Another — a $5 billion cash infusion to start a new research and development agency — has floated around for months as an antidote to Canada’s lagging approach to the development of new ideas, products or services crucial to economic growth, a concept wrapped up in the buzzword of innovation.

The Canadian Advanced Research Agency that Conservatives propose would spur development in carbon capture, utilization and storage, electric vehicles and pharmaceutical technologies, among other things, O’Toole said, during a stop in Canada’s tech hub of Waterloo, Ont.

“Make no mistake, the next great breakthrough and the one after that will come from right here in Canada,” he said.

“The world needs more Canadian leadership, and more ambitious Canadian innovation.”

Policies to spur innovation are a tough pitch to make on doorsteps — another reason O’Toole got his out early — but they do respond to long-standing demands in the technology and business sector.

The R&D agency O’Toole is pitching is one example. It’s an echo of the U.S. Defense Advanced Research Projects Agency, DARPA, set up during the space race with Russia, and whose work is responsible for the GPS maps in your car, among other real-world technologies.

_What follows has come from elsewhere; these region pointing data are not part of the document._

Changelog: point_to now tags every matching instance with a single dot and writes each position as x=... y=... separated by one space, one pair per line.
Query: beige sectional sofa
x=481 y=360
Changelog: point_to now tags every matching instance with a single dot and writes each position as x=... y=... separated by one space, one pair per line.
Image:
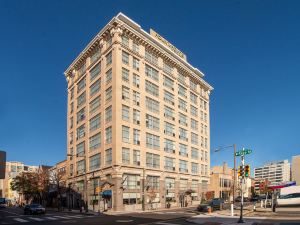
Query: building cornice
x=123 y=24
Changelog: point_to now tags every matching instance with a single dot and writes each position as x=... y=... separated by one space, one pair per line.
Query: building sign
x=167 y=44
x=2 y=164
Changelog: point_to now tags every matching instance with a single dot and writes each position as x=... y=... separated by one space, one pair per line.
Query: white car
x=292 y=199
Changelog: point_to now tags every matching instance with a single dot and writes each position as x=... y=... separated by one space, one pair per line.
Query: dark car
x=217 y=203
x=34 y=209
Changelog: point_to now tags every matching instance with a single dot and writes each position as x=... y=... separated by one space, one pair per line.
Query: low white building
x=273 y=172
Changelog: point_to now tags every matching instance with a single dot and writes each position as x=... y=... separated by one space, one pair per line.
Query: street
x=183 y=216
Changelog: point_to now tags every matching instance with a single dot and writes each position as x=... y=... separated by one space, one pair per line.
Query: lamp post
x=85 y=180
x=234 y=167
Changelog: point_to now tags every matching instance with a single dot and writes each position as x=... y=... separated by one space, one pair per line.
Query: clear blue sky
x=248 y=50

“A Canadian version will not solve Canada’s innovation challenges on its own, but it is a key ingredient in a complex recipe,” wrote Robert Asselin — once a senior adviser to Prime Minister Justin Trudeau — in a recent prebudget submission earlier this year in his current role as vice president of policy at the Business Council of Canada.

“If it imports all the benefits of DARPA it would act as a powerful public-private bridge. It would streamline our ability to commercialize our ideas and do transformative applied research.”

O’Toole promising a new government-funded agency is notable, given many conservatives get their hackles up when government cash flows direct to business, which they tend to suggest is either “corporate welfare” or the government picking winners and losers, rather than allowing the market to shape outcomes.

At the same time, however, the O’Toole Tories are playing on concerns about too much foreign involvement in all elements of Canadian life, and getting the government engaged in industry is one way to counter that, he suggested this week.

“We want the jobs, the amazing new technologies and the profits to stay right here at home and not be sent off to foreign multinationals.”